Food web structure is an important indicator of ecosystem health because it reflects both species richness and functional diversity. Recent attempts to use compound-specific stable isotopes rather than bulk-tissue techniques to evaluate food webs promise to improve understanding of food web dynamics and trophic interactions. These new methods, which rely on amino acid isotope analyses, need to be validated experimentally before this promising advance can be applied to natural food webs. This study relies on a laboratory multi-level food chain experiment to compare the ecological sensitivity and the costs and benefits of new amino acid techniques and common bulk-tissue methods. The researchers will create a realistic, four-level food chain in the laboratory that allows consumers to integrate prey isotopic signatures into their tissues. At the end of the experiment, both amino acid and bulk tissue stable isotopes will be analyzed to determine whether amino acids provide a more accurate measure of trophic position than bulk tissue methods.

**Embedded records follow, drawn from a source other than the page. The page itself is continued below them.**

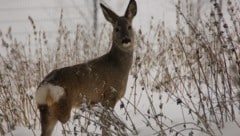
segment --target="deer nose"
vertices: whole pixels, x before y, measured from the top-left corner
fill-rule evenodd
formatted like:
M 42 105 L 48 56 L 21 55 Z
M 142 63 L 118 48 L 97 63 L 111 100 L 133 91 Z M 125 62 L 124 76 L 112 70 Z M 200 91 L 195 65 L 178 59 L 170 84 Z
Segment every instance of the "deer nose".
M 131 42 L 131 40 L 128 38 L 128 37 L 124 37 L 123 39 L 122 39 L 122 43 L 123 44 L 128 44 L 128 43 L 130 43 Z

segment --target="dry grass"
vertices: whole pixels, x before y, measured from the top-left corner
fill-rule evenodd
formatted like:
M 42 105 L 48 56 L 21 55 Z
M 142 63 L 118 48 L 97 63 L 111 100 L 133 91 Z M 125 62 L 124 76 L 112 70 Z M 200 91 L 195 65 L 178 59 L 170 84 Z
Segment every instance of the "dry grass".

The broader impacts of this project lie primarily in advancing a new method for evaluating natural food webs. If successful, the method could eventually be applied to terrestrial and aquatic communities, and would advance the general field of food web ecology. It also could be applied to museum specimens, allowing researchers to examine historical as well as contemporary food webs.

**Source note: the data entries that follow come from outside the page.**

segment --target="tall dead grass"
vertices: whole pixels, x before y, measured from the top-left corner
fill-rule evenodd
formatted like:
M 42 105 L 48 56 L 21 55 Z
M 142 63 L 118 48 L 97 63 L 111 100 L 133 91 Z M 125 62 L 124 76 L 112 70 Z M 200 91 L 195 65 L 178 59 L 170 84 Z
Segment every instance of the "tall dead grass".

Determining the health of any aquatic or terrestrial environment has traditionally involved collecting either indirect data on abiotic conditions (for example, ambient temperatures and concentrations of potential pollutants such as inorganic nutrients, pesticides, and herbicides) or direct data on diversity and abundance of organisms. The latter is more reflective of the actual state of the community of organisms living within a particular habitat, but collecting these data is very time-consuming. One solution has been to evaluate parameters describing overall community functioning and health using measures such as food web structure, including trophic position (TP) and maximum TP (= food chain length, or FCL). Over the last few decades, FCL has often been calculated using stable isotopes of carbon and nitrogen. For example, the greater the concentration of the rarer heavy nitrogen (15N) over the abundance of the more common lighter nitrogen (14N), the higher the trophic position of the organism in the food web. Traditional approaches to measuring FCL in aquatic communities have involved using what is known as bulk-tissue stable isotope analysis. In this approach, whole tissue (such as a sample of fish muscle) is analyzed in the top consumer (for example, a walleye fish). This approach also requires that the investigator evaluate the isotopic signature of the basal food source (such as algae or a surrogate such as a primary herbivore like a grazing snail) to determine how many steps of the food ladder the top predator is located. The current project evaluated the advantages and disadvantages of using a more refined technique that involved measuring isotope ratios of nitrogen in the tissue’s amino acids rather than in the whole tissue. Consumer tissue contains some amino acids which change at each step up the food chain and others that do not change. The results of the NSF study demonstrated a highly significant increase in accuracy and precision of the measurements of FCL. This will then permit the investigator to collect fewer samples of the target species (e.g., the walleye) and to eliminate collecting the basal food source. This project also demonstrated a significant effect of starvation (which increases the tissue’s ratio of 15N to 14N) on interpretation of FCL.